Podobny problem wystąpił w Wielkiej Brytanii, gdzie islamskie/pakistańskie gangi gwałciły, a czasem mordowały białe dziewczynki. Zbrodnie te mimo ograniczonej skali miały charakter ludobójczy. Chodziło o poniżenie białej rasy i potwierdzenie dominacji własnej rasy i religii. Dziewczynki te nie miały ratunku znikąd, władze bały się oskarżenia o rasizm. Dziewczynki pochodziły z niższych klas, którymi głosząca równość dominująca lewica gardzi. Dla nich są to reakcjoniści, kseno-, homo- i transfoby, „wór żałosnych typów” (basket of deplorables), jak raczyła była powiedzieć Hillary Clinton. Proceder ten trwał latami i trwałby dalej, gdyby nie otrzeźwiający kopniak z Ameryki.
Ponieważ dominujący obecnie politycznie poprawny mainstream jest dobrze znany, skupię się na autorach myślących bardziej samodzielnie. Jest też tak, że poglądy dziś marginalne mogą w sprzyjających okolicznościach okazać się dominujące. Nie jestem całkowicie pewien, czy życzyć Niemcom wielkiej zmiany. Niemniej obserwowanie Niemiec głoszących jawną asertywność i łamiących żelazny pakt z Brukselą byłoby bardzo interesujące z socjologicznego i kulturalnego punktu widzenia.
Duma narodowa vs. kult winy
.Niemcy to naród o wielkich tradycjach kulturalnych, naukowych, gospodarczych i oczywiście militarnych. Czy to jeden naród, można dyskutować, na pewno jednak do 1871 r. zorganizowany w setki państw. Ich siła przebicia była rozproszona, służyło to jednak kulturze – prześcigały się wtedy w swoim kunszcie orkiestry dworskie Hesji, Bawarii i Saksonii, rozchwytywani byli Bach i Händel. Dlatego redukowanie historii Niemiec do 12 lat, 1933–1945, nie ma sensu. Podobnie jak aberracją jest to, że dla wielu turystów główną atrakcją Polski jest niemiecki Auschwitz i ewentualnie leżący w pobliżu Kraków. Nie redukować to nie znaczy zapomnieć. Ale po 80 latach sprawa zaczyna się rozmywać. Rzeczywiście winy nie dziedziczą jednostki, a czy narody, to inne pytanie – i na jak długo. Turyści w Paryżu nie pytają Francuzów o łapankę Żydów ani o tortury w Algierii, raczej zwiedzają Luwr (mimo że jest tam mnóstwo przywłaszczonych obiektów!) i odpoczywają w kafejkach przy wielkich bulwarach. Poza tym coraz mniej młodzieży ma niemieckie korzenie. Jako muzułmanie często są też antysemitami, ale z zupełnie innych przyczyn. Wymaganie, by młodzi Palestyńczycy z Berlina przepraszali Żydów za niemieckie zbrodnie, jest abstrakcyjne. Można wymagać żalu jedynie od „prawdziwych Niemców”, ale wyróżnianie czystych rasowo Niemców jest niepoprawne z innych przyczyn.
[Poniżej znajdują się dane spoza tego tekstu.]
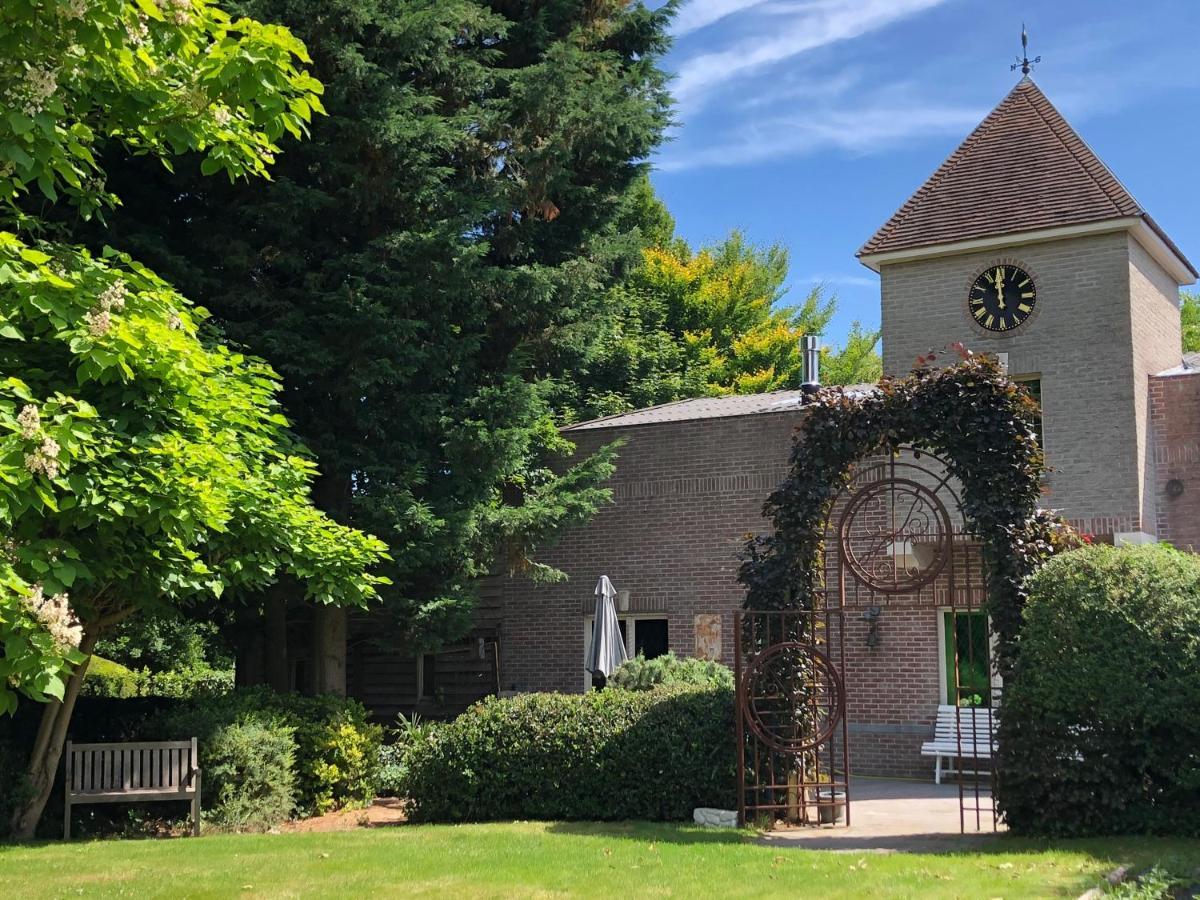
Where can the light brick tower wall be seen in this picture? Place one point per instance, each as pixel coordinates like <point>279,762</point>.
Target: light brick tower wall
<point>1107,318</point>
Owszem, Holocaust jest szczególny, przez połączenie tradycyjnej niechęci do Żydów z chłodnym wyrachowaniem – nowoczesną nauką i przemysłowymi metodami. Ale stuprocentowe skupienie na tym zdarzeniu odwraca uwagę od innych wielkich ludobójstw (jak komunizm) oraz od innych ofiar Niemców (jak Polacy). O wymiernych reparacjach od Niemiec możemy w aktualnej konstelacji politycznej prawdopodobnie zapomnieć, natomiast wciąż irytujące jest systematyczne pomijanie Polaków wśród ofiar (i wciskanie Polaków do grona sprawców). Na przyszłość ważniejsze jest powstrzymanie się Niemców od nominowania polskiego rządu, definiowania polskiej struktury demograficznej, pisania podręczników oraz wysyłania aktywistów ekologicznych na teren każdej planowanej inwestycji infrastrukturalnej.
Do tego w rytuale kajania się sporo jest hipokryzji. Polega on na biciu się nie we własne piersi, lecz cudze. Patrzcie, jak ja pięknie pokutuję, a wy tak potraficie? Nie chodzi o żal i skruchę, ale o atak na innych, wewnętrznych i zewnętrznych. My, Niemcy, tak pięknie przepracowaliśmy nasze winy, jesteśmy więc moralnym supermocarstwem, co daje nam znowu prawo do pouczania i karcenia innych. Możemy się więc rozpychać jak dawniej, tyle że śpiewając peany na cześć własnej praworządności.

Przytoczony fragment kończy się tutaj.